Books, Libraries and CNET


I was recently at a fundraising event and the topic of eBooks came up.  As it is does when the fundraising event is for a library.  I found myself in the position of passionately defending eBooks, eReaders and the technology involved.

Not too long afterwards I found myself in another conversation where I found myself passionately defending good old-fashioned paper books.  The kinds with covers and pages and the smell of dust and glue that you just can't emulate.

To parse this out, I love and adore my eReader.  It's loaded with approximately 120 books spanning all genres.  Just in case.  (I live in perpetual fear of being stuck somewhere with nothing to read, don't you?)  I love the ease of acquiring new material, either purchasing from the cloud or borrowing from my library,  And I REALLY enjoy the fact that I can bump up the font size at the end of the day when my eyes are suffering from computer fatigue. When I travel it is one of the first things in my bag.

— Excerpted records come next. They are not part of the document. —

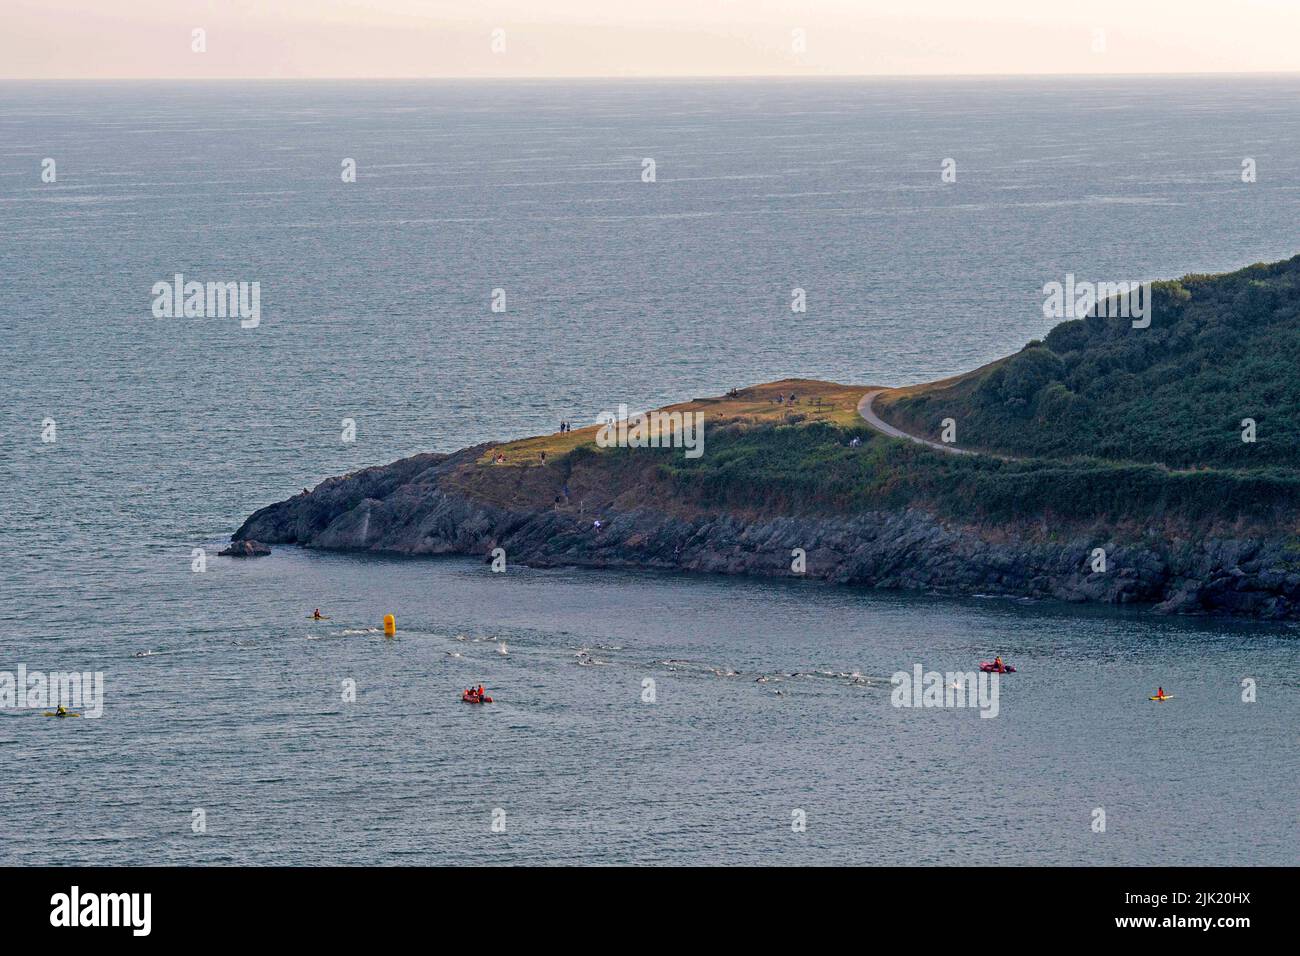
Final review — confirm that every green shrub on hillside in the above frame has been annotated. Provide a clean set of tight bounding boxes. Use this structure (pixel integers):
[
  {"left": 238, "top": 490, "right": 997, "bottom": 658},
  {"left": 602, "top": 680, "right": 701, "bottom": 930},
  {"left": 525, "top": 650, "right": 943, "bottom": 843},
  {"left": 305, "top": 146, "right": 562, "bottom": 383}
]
[{"left": 891, "top": 256, "right": 1300, "bottom": 468}]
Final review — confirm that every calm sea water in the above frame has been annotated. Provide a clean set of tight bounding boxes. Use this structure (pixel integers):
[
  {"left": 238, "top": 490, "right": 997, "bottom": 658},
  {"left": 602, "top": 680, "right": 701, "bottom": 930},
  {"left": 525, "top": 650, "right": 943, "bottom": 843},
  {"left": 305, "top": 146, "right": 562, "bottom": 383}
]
[{"left": 1, "top": 77, "right": 1297, "bottom": 865}]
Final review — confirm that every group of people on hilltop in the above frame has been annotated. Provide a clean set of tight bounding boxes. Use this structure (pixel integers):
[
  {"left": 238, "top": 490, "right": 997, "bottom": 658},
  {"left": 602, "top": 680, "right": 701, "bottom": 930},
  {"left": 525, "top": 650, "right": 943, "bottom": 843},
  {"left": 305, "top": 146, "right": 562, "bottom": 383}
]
[{"left": 559, "top": 421, "right": 571, "bottom": 433}]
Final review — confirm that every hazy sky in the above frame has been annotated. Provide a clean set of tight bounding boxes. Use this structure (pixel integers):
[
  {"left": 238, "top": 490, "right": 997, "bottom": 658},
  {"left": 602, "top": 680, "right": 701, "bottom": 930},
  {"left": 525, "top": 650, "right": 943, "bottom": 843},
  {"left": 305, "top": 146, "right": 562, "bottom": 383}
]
[{"left": 5, "top": 0, "right": 1299, "bottom": 79}]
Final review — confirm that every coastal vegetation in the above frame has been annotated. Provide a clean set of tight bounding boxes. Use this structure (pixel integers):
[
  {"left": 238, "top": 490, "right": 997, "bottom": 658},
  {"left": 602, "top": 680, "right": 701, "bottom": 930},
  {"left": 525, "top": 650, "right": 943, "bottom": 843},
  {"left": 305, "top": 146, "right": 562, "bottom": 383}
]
[{"left": 879, "top": 256, "right": 1300, "bottom": 470}]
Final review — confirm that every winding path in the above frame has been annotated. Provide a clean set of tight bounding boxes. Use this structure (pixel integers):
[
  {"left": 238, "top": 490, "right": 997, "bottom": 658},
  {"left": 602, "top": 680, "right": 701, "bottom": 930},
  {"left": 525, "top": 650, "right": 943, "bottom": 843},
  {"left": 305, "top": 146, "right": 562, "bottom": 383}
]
[
  {"left": 857, "top": 389, "right": 1209, "bottom": 471},
  {"left": 856, "top": 389, "right": 976, "bottom": 456}
]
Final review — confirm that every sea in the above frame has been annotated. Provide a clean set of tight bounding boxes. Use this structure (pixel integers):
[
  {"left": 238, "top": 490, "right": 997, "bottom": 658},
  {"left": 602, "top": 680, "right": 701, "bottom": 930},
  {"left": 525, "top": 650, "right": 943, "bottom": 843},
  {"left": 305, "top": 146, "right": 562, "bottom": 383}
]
[{"left": 1, "top": 76, "right": 1297, "bottom": 864}]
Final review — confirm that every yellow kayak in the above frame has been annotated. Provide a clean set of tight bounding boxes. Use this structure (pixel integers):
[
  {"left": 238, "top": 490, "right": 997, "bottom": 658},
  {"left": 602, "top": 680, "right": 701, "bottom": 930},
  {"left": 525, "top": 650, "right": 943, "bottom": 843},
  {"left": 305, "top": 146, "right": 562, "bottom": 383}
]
[
  {"left": 42, "top": 711, "right": 82, "bottom": 717},
  {"left": 1149, "top": 696, "right": 1173, "bottom": 701}
]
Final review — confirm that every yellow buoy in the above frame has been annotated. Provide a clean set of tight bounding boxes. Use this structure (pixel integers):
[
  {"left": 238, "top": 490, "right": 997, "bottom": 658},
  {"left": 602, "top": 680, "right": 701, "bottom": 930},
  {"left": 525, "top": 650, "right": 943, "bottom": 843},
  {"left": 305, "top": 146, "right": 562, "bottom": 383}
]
[{"left": 383, "top": 613, "right": 396, "bottom": 636}]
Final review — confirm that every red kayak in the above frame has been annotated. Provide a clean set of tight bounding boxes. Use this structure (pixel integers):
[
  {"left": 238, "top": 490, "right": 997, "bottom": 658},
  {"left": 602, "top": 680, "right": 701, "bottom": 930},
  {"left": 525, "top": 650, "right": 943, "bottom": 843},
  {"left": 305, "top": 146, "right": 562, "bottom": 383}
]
[
  {"left": 461, "top": 695, "right": 493, "bottom": 704},
  {"left": 979, "top": 662, "right": 1015, "bottom": 673}
]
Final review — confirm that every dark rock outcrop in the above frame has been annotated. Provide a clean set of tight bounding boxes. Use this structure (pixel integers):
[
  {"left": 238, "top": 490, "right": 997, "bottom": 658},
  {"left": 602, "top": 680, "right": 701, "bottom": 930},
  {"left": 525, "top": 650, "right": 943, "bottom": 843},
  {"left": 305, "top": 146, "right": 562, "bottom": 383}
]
[{"left": 219, "top": 539, "right": 272, "bottom": 558}]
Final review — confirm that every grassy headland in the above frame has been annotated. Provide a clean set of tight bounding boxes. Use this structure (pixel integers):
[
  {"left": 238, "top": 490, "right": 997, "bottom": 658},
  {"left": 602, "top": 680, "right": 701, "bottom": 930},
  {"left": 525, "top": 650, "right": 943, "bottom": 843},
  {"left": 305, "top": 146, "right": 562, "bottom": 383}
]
[{"left": 235, "top": 256, "right": 1300, "bottom": 616}]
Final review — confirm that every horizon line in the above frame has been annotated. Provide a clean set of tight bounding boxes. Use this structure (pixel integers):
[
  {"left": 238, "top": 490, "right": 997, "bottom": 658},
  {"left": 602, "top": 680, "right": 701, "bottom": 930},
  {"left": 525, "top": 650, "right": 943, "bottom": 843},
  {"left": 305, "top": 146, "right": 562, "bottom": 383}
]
[{"left": 5, "top": 69, "right": 1300, "bottom": 83}]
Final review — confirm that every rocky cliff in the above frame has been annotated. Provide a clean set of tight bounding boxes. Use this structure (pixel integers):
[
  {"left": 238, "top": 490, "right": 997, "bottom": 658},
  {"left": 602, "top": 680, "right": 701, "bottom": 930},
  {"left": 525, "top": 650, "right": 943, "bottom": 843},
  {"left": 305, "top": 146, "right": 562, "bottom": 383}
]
[{"left": 233, "top": 413, "right": 1300, "bottom": 620}]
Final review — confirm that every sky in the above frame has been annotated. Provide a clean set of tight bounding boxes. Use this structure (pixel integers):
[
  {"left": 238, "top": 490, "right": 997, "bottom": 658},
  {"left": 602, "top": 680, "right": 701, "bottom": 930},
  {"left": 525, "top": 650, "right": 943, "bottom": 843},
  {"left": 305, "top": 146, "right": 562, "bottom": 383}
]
[{"left": 4, "top": 0, "right": 1299, "bottom": 80}]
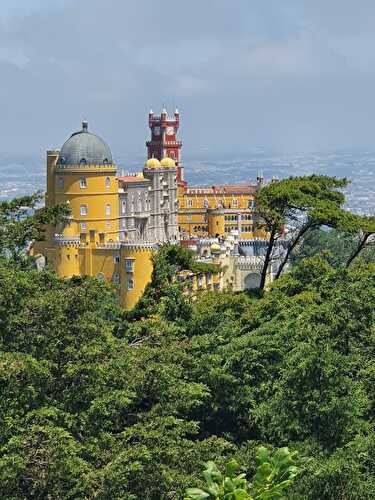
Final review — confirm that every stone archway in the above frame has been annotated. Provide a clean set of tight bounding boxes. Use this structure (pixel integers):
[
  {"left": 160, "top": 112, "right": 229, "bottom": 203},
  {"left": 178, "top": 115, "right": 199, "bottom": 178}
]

But...that doesn't mean it will ever replace physical books in my life.  Books are so much more than words, they are an experience bound in pages. They have a feel and a personality that you can't match with simple words on a screen.  Books are visceral, wrapped up in memory, a physical manifestation of Proust's madeleine.  Just catching a glimpse of my neat row of yellow-spine Nancy Drew's recalls lazy summer afternoons underneath the Norwegian Maple in my front yard.  Drips of peach juice stain the pages of Anne Sexton's To Bedlam and Partway Back.  I devoured the book during lunch breaks and was careless in my enthusiasm.  My copy of A Separate Peace  has a dented corner from where I threw it down in a fit of aggravation.

Both mediums have value and I don't plan on giving up either.  I don't understand the concept of "either/or" when "and" is so much more satisfying.  Here's another "and" - both of these mediums are available from your local library. Along with other content and services too numerous to mention.  In fact, your local library is pretty much the King of "and".

Unfortunately "and" is a concept under attack.  Don't believe me?  Read the LISNews report on CNET's Brian Cooley's recent podcast interview.  Who needs libraries when we have the internet, right?  I'll leave you to draw your own opinion of the piece but I think an appropriate lesson would be to lock Mr. Cooley in a room with a group of teachers who have spent the last few years grading Wikipedia-based reports.  They might have a few things to add to the conversation.

1 comment:

  1. Agree utterly. I'm lost without my e-reader but there are still books I buy in hard copy, and my recent trip to the New York Public Library building on Fifth Ave left me in paroxysms of joy when I had the chance to read pages of Mary Shelley's original draft of Frankenstein. Maybe those of us with e-readers have an obligation to fight extra hard to keep our libraries open.